Husani nodded to his companion, glanced at his watch and then stood up.
‘I have to go,’ he said. ‘If you hear anything else about Mahmoud’s death, please leave a message for me at my shop.’
Almost before the other man had time to reply, Husani turned and in moments was lost to sight in the crowd of pedestrians on the street outside.
As he walked away, weaving around the tourists and shoppers and traders, Husani did his best to try to see if he was being followed, glancing back frequently and looking to both his left and his right. He saw nothing and as far as he could tell nobody was paying him the slightest attention, but that could just mean that he was being watched by a professional. Or that he wasn’t under surveillance at all. He had no possible way of telling which.
He reached into his jacket pocket and took out his mobile phone. Keeping one eye on where he was walking to avoid colliding with other pedestrians, he opened up the contacts directory and used his thumb to scan swiftly down the list until he reached the entry for Ali Mohammed.
He heard the ringing tone in his earpiece, but after about twenty seconds the voicemail system kicked in. As soon as he heard that, Husani ended the call. He wasn’t sure how security conscious Ali Mohammed was, but the last thing he wanted to do
was leave a message on an electronic answering machine that could be played back at a later stage by somebody who might not have his best interests at heart.
Husani waited a few seconds, then pressed the redial button to make the call again. This time, the mobile was answered on the second ring.
‘Ali?’
‘I thought that might be you, Anum, calling a minute or so ago, but you rang off before I could reach the phone. I’m afraid you’re a little too keen. I haven’t had time to finish work on the parchment yet.’
That wasn’t exactly what Husani had been hoping to hear.
‘Have you managed to do anything with it?’
‘I’ve made some progress, yes, but I certainly haven’t finished.’
‘Can you read any more of the text?’ Husani asked.
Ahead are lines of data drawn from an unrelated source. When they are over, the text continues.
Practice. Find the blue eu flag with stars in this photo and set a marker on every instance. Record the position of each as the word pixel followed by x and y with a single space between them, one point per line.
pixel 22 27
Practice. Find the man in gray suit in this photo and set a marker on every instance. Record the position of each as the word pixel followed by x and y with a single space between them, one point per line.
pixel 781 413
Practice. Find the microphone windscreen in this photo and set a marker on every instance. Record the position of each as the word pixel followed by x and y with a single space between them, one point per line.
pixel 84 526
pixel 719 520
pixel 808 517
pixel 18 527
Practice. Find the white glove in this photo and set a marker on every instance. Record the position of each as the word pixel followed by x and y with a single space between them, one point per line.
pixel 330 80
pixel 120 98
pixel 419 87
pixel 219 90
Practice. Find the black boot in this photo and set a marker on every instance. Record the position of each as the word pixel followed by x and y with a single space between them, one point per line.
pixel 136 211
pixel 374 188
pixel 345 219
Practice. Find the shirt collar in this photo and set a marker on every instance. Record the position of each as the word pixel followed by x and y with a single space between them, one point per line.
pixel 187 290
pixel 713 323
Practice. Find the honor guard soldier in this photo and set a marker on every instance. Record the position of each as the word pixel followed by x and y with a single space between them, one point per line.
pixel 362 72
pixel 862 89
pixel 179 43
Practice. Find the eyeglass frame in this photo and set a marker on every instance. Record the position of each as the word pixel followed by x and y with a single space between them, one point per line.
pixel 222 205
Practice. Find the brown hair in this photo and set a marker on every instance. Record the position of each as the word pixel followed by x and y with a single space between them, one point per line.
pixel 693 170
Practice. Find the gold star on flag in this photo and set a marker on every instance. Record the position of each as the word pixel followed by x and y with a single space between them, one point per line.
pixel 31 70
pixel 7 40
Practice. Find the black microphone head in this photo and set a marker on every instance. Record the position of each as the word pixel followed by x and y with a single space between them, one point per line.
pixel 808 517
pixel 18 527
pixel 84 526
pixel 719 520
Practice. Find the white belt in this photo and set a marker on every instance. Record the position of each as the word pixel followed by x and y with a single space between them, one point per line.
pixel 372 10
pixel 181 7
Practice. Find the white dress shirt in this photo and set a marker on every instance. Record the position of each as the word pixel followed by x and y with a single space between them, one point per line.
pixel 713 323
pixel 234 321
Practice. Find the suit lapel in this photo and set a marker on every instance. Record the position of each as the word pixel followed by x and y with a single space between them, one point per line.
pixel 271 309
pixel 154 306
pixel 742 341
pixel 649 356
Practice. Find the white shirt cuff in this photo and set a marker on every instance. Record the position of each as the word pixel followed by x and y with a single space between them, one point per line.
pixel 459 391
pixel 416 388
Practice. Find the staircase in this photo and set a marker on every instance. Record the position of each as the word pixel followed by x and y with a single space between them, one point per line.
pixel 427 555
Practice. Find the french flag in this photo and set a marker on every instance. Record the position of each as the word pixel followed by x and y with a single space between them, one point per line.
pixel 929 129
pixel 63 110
‘Yes, a bit, though it still needs a lot more work. I’ve used a couple of the latest techniques on—’
‘Sorry, Ali, but I’m in a real hurry now,’ Husani interrupted. ‘Can you meet me at the usual café right away and bring with you the parchment and whatever you’ve managed to decipher?’
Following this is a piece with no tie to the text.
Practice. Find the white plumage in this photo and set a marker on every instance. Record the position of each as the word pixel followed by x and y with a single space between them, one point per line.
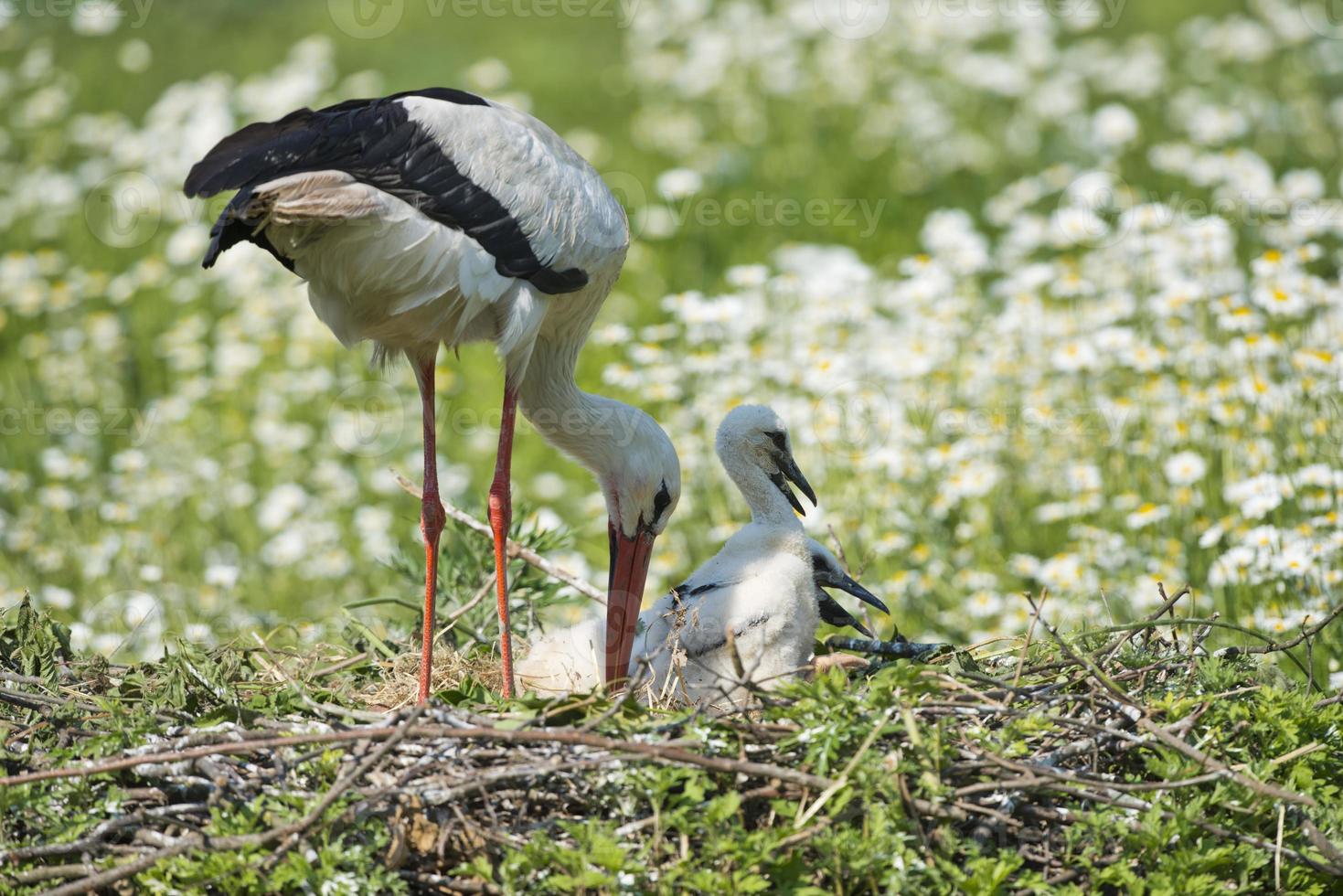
pixel 435 217
pixel 759 587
The confusion in Mohammed’s voice was clear.
‘But the devices and equipment I need are here in the laboratory. I won’t be able to finish if you don’t—’
Husani interrupted again.
‘I’ll explain everything when I see you. I’ll be at the café in an hour. Please just get there as quickly as you can. And don’t tell anyone anything about the parchment.’
28
Ten minutes later, Husani closed the front door of his house, slid home the two interior bolts and stepped forward into the cool gloom of the property. He paused for a brief instant, listening intently, but he heard no sound inside the building, nothing to suggest that anyone else was there. His wife was spending a few days with some members of her vast extended family, up the Nile near Aswan, and wouldn’t be back in Cairo for at least two weeks, and the children were with her. So at least they were safe.